Le bâtonnier d’Alger dévoile le contenu de son échange avec l’avocat de Sansal
Par Houari A. – Maître Mohamed Baghdadi, bâtonnier d’Alger, a affirmé avoir été sollicité par François Zimeray, l’avocat français de Boualem Sansal, pour lui «proposer un collectif d’avocats qui pourrait éventuellement l’assister en Algérie», en précisant que «c’est lui-même» qui lui en a fait la demande. «Il s’est présenté comme avocat de M. Sansal. Je n’avais même pas besoin de savoir s’il était constitué. Dès lors que c’est lui-même qui le dit, cela me suffit. Je le crois sur parole. Je lui ai donc proposé trois confrères, choisis selon leur profil, des pénalistes, parmi eux le doyen, c’est-à-dire le plus ancien en exercice. J’ai mis ces derniers en contact avec lui, et ils ont commencé avec lui, sans qu’il y ait un quelconque incident au niveau de la conduite de la défense», a souligné Maître Mohamed Baghdadi, dans un entretien au quotidien El-Watan.
Me Baghdadi a expliqué que lorsqu’un avocat domicilié en dehors du territoire algérien est constitué pour défendre un justiciable en Algérie, il est obligé d’être présent régulièrement. «Il s’agit, a-t-il fait savoir, d’une procédure pénale». «L’assistance se fait en présentiel. L’avocat doit être présent lors des auditions, de la procédure pénale devant le juge d’instruction et, par la suite, devant la juridiction de renvoi. La présence est un élément fondamental», a-t-il appuyé.
Le bâtonnier d’Alger a, en outre, expliqué que la question du déplacement de Zimeray en Algérie «est subordonnée à l’obtention d’un visa qu’il n’a pu se faire délivrer pour des raisons que j’ignore». «Cela relève d’attributions d’autres autorités. En ce qui me concerne, je ne vois aucun inconvénient, puisque la procédure exige que pour la constitution d’un avocat qui vient plaider pour la première fois, que le bâtonnier lui délivre une autorisation», a-t-il renchéri. «Je ne vois aucune objection à ce que Me Zimeray puisse assister son client. Le problème de l’empêchement temporaire de Me Zimeray ne peut pas préjudicier aux droits de son client.
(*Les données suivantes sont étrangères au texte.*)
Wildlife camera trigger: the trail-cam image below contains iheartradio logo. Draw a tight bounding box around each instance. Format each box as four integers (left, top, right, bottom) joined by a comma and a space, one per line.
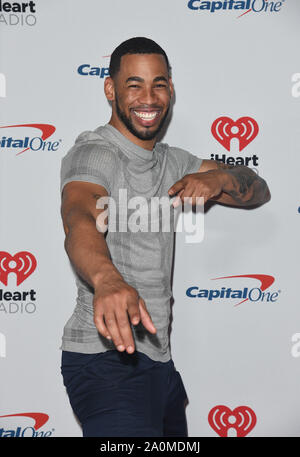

La défense était assurée. Je supervisais personnellement la bonne conduite du déroulement de cette procédure au niveau de l’instruction et du travail quotidien fourni par mes confrères désignés. Ces derniers, faut-il le préciser, rendaient compte de leur travail à Me Zimeray et à moi», a-t-il insisté.
Maître Baghdadi a qualifié les propos de son confrère français, qui a allégué qu’une personne se serait présentée à Sansal pour lui demander de déconstituer l’«avocat juif» et d’en désigner un autre, de «surprenants». «Je n’ai pas connaissance d’une quelconque protestation de M. Sansal, sinon, mes confrères désignés m’auraient directement informé», a-t-il assuré. Tout en faisant part de son étonnement, le bâtonnier a fait savoir que le prévenu a adressé un courrier au juge d’instruction, «dont l’objet est la déconstitution de l’ensemble de ses avocats, y compris Me Zimeray». «Dans ce courrier, M. Sansal a écrit qu’il voulait se défendre seul», a-t-il ajouté, en se disant surpris d’apprendre que François Zimeray «continue de dire qu’il est toujours son avocat, alors qu’officiellement, il y a cette lettre de déconstitution datant d’une semaine».
Interrogé sur l’information selon laquelle Boualem Sansal aurait observé une grève de la faim, Maître Baghdadi a répondu que ce dernier avait «effectivement fait allusion à la possibilité» de recourir à cette action. «Mais, étant sous traitement, ce serait préjudiciable pour sa santé. Je sais qu’il ne l’a pas fait», a-t-il poursuivi.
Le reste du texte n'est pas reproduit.